NOW IS THE BEST TIME TO PRACTICE
We might not have had too much time to encounter the dharma and practice when we were younger. Perhaps we had to work hard to make a living and feed our families. Nevertheless, this period of toil has passed. Now that we are older and have retired, we have more opportunities to connect with and practice the dharma. We have more time to learn the dharma that benefits both current and future lifetimes. Thus, we need to really seize this opportunity and work hard at it. We can recite more prayers and do more good deeds, and especially practice the dharma diligently!
We should think about ageing in this positive way. If we examine our lives properly, we are not the only ones getting old; every single person in this world ages. It is an undeniable fact of life that we cannot change. Therefore, we need to make full use of this opportunity to practice the dharma. Doing so will definitely bring about results.
EXPERIENCE IS THE MOST PRECIOUS ASSET
If you are older now, you have probably experienced many ups and downs and have some life experiences to share with younger people. You can tell them about your successes and failures and what attitudes they should take towards achievements and challenges. Remind them not to give in to jealousy and pride when they enjoy moments of success, and not to become devastated and succumb to life’s failures.
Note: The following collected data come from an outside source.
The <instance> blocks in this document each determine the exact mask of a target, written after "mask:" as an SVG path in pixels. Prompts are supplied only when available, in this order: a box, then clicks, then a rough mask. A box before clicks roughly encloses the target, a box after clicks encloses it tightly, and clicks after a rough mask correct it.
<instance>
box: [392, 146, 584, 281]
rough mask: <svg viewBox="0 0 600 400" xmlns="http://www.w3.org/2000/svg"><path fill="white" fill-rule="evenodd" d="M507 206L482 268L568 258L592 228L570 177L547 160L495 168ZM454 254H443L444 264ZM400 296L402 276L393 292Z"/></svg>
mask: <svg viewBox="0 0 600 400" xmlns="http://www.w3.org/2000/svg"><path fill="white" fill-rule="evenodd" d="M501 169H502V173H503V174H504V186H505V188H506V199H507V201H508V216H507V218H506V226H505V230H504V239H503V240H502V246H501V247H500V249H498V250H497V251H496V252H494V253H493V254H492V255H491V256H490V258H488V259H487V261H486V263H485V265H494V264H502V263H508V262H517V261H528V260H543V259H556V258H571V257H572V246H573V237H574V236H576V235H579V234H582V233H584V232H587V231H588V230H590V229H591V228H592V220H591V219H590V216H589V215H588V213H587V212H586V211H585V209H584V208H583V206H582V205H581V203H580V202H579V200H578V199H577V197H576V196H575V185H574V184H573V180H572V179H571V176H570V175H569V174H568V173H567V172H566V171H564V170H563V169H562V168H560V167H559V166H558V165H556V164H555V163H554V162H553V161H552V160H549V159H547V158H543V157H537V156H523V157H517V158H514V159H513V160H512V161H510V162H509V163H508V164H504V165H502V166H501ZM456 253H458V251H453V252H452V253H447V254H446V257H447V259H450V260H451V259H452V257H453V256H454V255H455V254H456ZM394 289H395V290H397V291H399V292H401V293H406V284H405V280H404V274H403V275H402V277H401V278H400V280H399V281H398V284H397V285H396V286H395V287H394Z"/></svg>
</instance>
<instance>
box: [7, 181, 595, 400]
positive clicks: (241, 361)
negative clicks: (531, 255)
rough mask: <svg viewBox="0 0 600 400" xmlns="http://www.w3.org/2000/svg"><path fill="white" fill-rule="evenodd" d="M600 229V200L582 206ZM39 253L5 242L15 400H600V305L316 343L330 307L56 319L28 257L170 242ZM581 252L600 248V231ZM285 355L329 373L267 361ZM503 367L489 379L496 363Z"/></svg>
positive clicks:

Encourage youth to really think for themselves. As an older person, it is your responsibility to share your precious experience. No matter if they take it to heart or not, based on a virtuous motivation, you have to share your experience with your children or other young people. View it as your responsibility to provide advice.
Now that our worldly concerns in this life are coming to an end, we should be grateful for this invaluable chance to grow old. We should regard this as a wonderful thing and be joyful and happy. We are all similar in the fact that everyone in the world ages, so we should be grateful for being able to live to a ripe old age! Thinking like this is not only beneficial for our bodies, but it also allows us to feel more relaxed mentally. It has great benefits for both mind and body.
We should do prostrations or circumambulate stupas whenever we can. This is both a form of dharma practice and a type of physical exercise. If feelings of jealousy, pride, anger, or sadness arise, we must carefully examine them and realise their faults. We need to frequently remind ourselves how fortunate we are to have obtained a precious human body and to have engaged in the study of the dharma!